Au niveau social, la société gabonaise se développe de plus en plus, entraînant des transformations des structures sociales et familiales (G. Balandier, 1982) 171 . Ce qui permet alors un relâchement des réseaux de relations familiales se caractérisant par le passage des familles élargies aux familles restreintes. Le sujet affronte seul désormais son destin. « …Mon oncle ne s’occupe d’elle alors qu’avant, il le faisait. C’est lui qui m’a fait venir à Libreville… », réclame le sujet.

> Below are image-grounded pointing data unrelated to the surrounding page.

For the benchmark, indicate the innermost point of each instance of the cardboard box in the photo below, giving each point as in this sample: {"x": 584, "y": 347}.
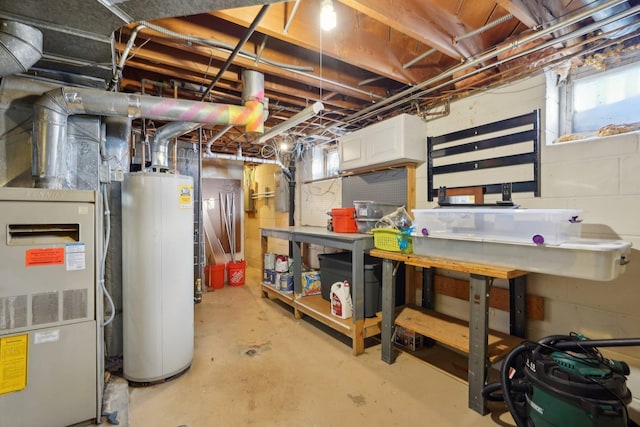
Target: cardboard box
{"x": 408, "y": 339}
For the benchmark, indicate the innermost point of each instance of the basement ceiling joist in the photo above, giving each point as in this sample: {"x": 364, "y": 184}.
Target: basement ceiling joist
{"x": 381, "y": 49}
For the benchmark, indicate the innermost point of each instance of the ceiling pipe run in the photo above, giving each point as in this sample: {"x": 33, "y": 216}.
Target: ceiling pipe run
{"x": 380, "y": 106}
{"x": 215, "y": 137}
{"x": 241, "y": 43}
{"x": 20, "y": 47}
{"x": 244, "y": 159}
{"x": 52, "y": 110}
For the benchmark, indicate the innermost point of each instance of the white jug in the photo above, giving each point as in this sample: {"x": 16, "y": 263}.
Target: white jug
{"x": 340, "y": 298}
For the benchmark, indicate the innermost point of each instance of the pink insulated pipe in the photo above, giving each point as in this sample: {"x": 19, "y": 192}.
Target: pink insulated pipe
{"x": 53, "y": 108}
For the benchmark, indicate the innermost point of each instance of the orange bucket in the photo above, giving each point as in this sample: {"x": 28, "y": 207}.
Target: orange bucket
{"x": 236, "y": 272}
{"x": 215, "y": 276}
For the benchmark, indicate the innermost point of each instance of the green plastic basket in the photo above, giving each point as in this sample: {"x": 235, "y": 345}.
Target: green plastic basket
{"x": 391, "y": 240}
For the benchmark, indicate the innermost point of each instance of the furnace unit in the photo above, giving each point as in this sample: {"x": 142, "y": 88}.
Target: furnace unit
{"x": 50, "y": 362}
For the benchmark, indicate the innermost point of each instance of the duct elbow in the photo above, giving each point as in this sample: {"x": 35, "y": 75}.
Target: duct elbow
{"x": 20, "y": 47}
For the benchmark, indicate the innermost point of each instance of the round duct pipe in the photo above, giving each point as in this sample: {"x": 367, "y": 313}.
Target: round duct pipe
{"x": 20, "y": 47}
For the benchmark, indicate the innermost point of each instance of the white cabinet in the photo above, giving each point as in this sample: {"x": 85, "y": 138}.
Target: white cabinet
{"x": 400, "y": 139}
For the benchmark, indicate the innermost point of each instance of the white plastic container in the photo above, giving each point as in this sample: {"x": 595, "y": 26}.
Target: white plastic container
{"x": 540, "y": 226}
{"x": 592, "y": 259}
{"x": 341, "y": 305}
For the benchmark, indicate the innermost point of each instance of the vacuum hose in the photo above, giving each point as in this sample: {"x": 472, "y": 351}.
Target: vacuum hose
{"x": 506, "y": 383}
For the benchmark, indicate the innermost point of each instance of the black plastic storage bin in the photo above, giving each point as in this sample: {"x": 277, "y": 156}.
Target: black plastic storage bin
{"x": 337, "y": 268}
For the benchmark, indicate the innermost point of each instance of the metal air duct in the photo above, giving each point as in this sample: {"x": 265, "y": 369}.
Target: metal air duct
{"x": 20, "y": 47}
{"x": 54, "y": 107}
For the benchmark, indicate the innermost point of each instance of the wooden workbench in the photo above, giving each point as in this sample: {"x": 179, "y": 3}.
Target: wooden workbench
{"x": 473, "y": 338}
{"x": 358, "y": 327}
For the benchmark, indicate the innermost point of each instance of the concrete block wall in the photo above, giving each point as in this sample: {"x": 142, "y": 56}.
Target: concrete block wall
{"x": 600, "y": 176}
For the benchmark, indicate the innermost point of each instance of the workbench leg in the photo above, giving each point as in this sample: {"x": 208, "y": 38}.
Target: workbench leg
{"x": 388, "y": 311}
{"x": 264, "y": 244}
{"x": 478, "y": 331}
{"x": 297, "y": 276}
{"x": 428, "y": 289}
{"x": 357, "y": 337}
{"x": 518, "y": 306}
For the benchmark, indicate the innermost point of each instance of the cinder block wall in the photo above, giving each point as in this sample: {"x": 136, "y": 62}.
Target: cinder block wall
{"x": 600, "y": 177}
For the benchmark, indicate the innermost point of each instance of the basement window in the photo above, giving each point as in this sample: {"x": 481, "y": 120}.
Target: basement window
{"x": 593, "y": 101}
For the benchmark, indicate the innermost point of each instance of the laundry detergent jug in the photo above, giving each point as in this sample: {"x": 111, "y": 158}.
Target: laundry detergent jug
{"x": 341, "y": 305}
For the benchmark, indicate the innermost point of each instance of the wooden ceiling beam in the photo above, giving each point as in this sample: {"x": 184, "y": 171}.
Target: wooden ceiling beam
{"x": 344, "y": 80}
{"x": 520, "y": 10}
{"x": 366, "y": 45}
{"x": 410, "y": 17}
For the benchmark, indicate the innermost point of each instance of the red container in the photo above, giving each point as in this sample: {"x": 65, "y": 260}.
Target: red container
{"x": 215, "y": 276}
{"x": 236, "y": 272}
{"x": 344, "y": 220}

Ce qui entraîne un développement de l’individualisme chez les individus. Le sentiment de solitude créé non seulement par la mise en pratique de la foi et les difficultés de la vie en ville ont entraîné un individualisme, ont provoqué chez le sujet une désorganisation de sa personnalité. Face aux effets de cet individualisme auxquels les mécanismes culturels ne peuvent résister (rétrécissement du noyau familial), il y a une augmentation de l’angoisse chez le sujet. Cette augmentation est aussi facilitée par la rupture ou les relations conflictuelles avec le groupe, à l’origine d’un sentiment d’abandon.

Toutes ces situations ont pu constituer des traumatismes à différents degrés et ont pu contribuer à l’apparition d’une angoisse chez Angèle. Etant donné l’existence de cette angoisse chez le sujet, quelles sont les modalités de fonctionnement d’Angèle ? Ce qui conduit à s’intéresser au fonctionnement psychique sur la base du Rorschach et du TAT.

Notes
170.

Jacques Alain Bitsi. Désorganisation familiale et pathologie mentale. Mémoire de Licence, Université Omar Bongo, Libreville, 1997.

171.

Georges Balandier, Sociologie actuelle de l’Afrique noire : dynamique sociale en Afrique centrale. Paris, P.U.F., 1982, 529 p.